Why nlohmann does not release memory

Question

Why nlohmann does not release memory

mohammad-nazari opened this issue 5 years ago · comments

We have two problems:
1- Why nlohmann use huge memory to parse data
2- After call parser in a function locally like below code it does not release memory. My JSON data size is about 8MB and the parser use more then 50MB for parsing. I parsed this JSON data 10 times and memory usage goes up to 600MB and after the function is finished memory did not released.

    GenerateNlohmann() {
      std::string filePath{FILE_ADDRESS};
      std::ifstream iFile(filePath.c_str(), std::ios::in);
      std::string data{};
      if (iFile.is_open()) {
        data = std::string((std::istreambuf_iterator<char>(iFile)),
                           std::istreambuf_iterator<char>()); // About 8MB size
        iFile.close();
      }
      if (!data.empty()) {
        nlohmann::json json = nlohmann::json::parse(data); // Use memory about 50MB
        std::vector<nlohmann::json> jsons{};
        for (int i = 0; i < 10; ++i) {
          nlohmann::json j = nlohmann::json::parse(data);
          jsons.emplace_back(j);
        }
        while (!jsons.empty()) {
          jsons.pop_back();
        }
      }
    }

        int main() {
          GenerateNlohmann();

    // Now memory usage is about 600MB
          std::cout << "Input a numberto exit" << std::endl;
          int i;
          std::cin >> i;

          return 0;
        }

Our platform is Ubuntu 18.04, CMake 3.15.3, g++ 7.4.0

Niels Lohmann · Answer 1 · Mon Feb 03 2020 20:38:44 GMT+0800 (China Standard Time)

This is strange, as the library does release all allocated memory in the destructor, and we have no issues with Valgrind and ASAN. I need to double check your code.

Mohammad Nazari · Answer 2 · Tue Feb 04 2020 02:42:03 GMT+0800 (China Standard Time)

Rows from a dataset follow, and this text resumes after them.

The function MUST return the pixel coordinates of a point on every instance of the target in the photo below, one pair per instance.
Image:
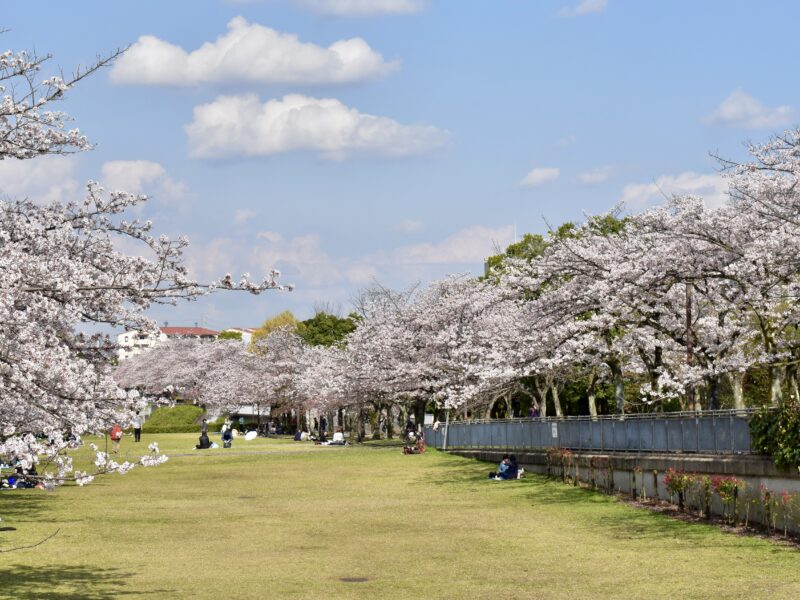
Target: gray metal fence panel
(740, 428)
(690, 432)
(712, 432)
(707, 435)
(659, 435)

Hi nlohmann, It is more strange if I say any things is OK in windows. So I am waiting for your response.
Thanks.

Isaac Nickaein · Answer 3 · Tue Feb 04 2020 19:56:33 GMT+0800 (China Standard Time)

This is indeed strange. It could be due to allocator not releasing memory and caching it for later use. More info here and here.

I couldn't release the memory using malloc_trim() as the SO answers mentioned, but reproduced a similar behavior (~300MB for VmSize reported at /proc/<pid>/status) after calling the following function:

void TestMemAllocation() 
{
    std::vector<std::vector<int>> all_v{};
    for (int i = 0; i < 100; i++) 
    {
        std::vector<int> v;
        v.resize(5000000);
        all_v.emplace_back(v);
    }
}

Mohammad Nazari · Answer 4 · Wed Feb 05 2020 00:58:25 GMT+0800 (China Standard Time)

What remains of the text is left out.